In a new podcast, Solomon noted that the economic outlook this year appears to be more positive as the likelihood of a recession in the US fades, but there are still some headwinds to deal with.
The challenges, which include rising geopolitical risks and the US elections, are causing uncertainty and this could result in more volatility and impact investment decisions.
While prices have eased, Solomon acknowledged that there is more of a risk that the US Federal Reserve is still more conscious of inflation than what the market currently expects.
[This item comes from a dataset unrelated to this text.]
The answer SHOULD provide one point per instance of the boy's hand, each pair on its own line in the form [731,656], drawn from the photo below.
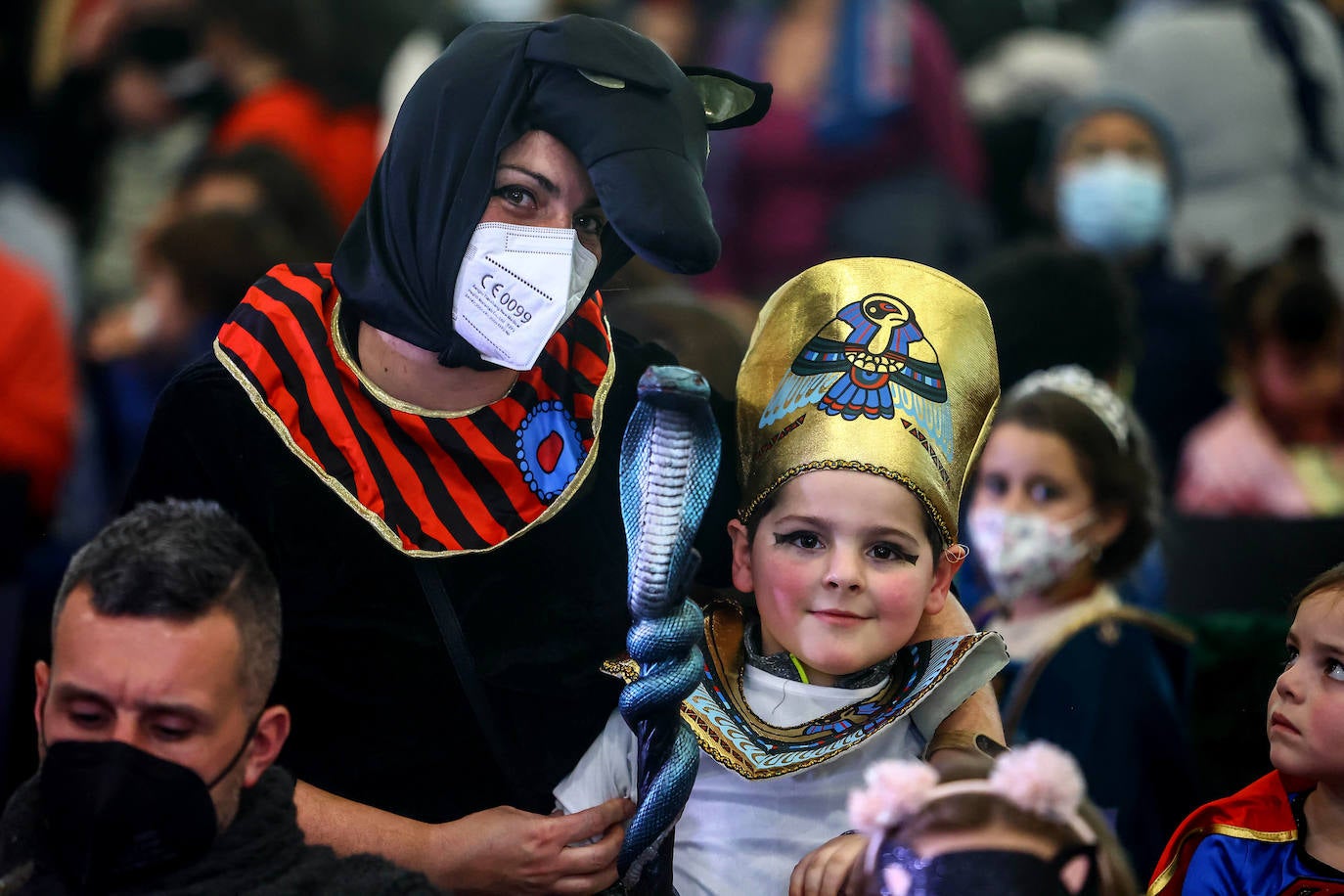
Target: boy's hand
[829,870]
Central bank decisions could also be impacted by the current political environment.
“I think the Fed will watch the data and to the degree that the data warrants, we will see appropriate action, but I’m not quite as bullish as everyone else that we’re going to see a series of cuts this year and we’re going back to an environment of much, much lower interest rates,” Solomon said.
“I think we have a significant number of headwinds that are going to still keep interest rates higher for longer.”
Goldman Sachs Research also noted that home prices in the US alone could increase more than previously anticipated.
The increase would be around 5% this year, higher than the previous forecast of 1.9%, according to Roger Ashworth, Senior Strategist at Goldman Sachs Research, and Vinay Viswanathan, Analyst.
By next year, prices could rise by 3.7%, higher than the earlier forecast of 2.8%.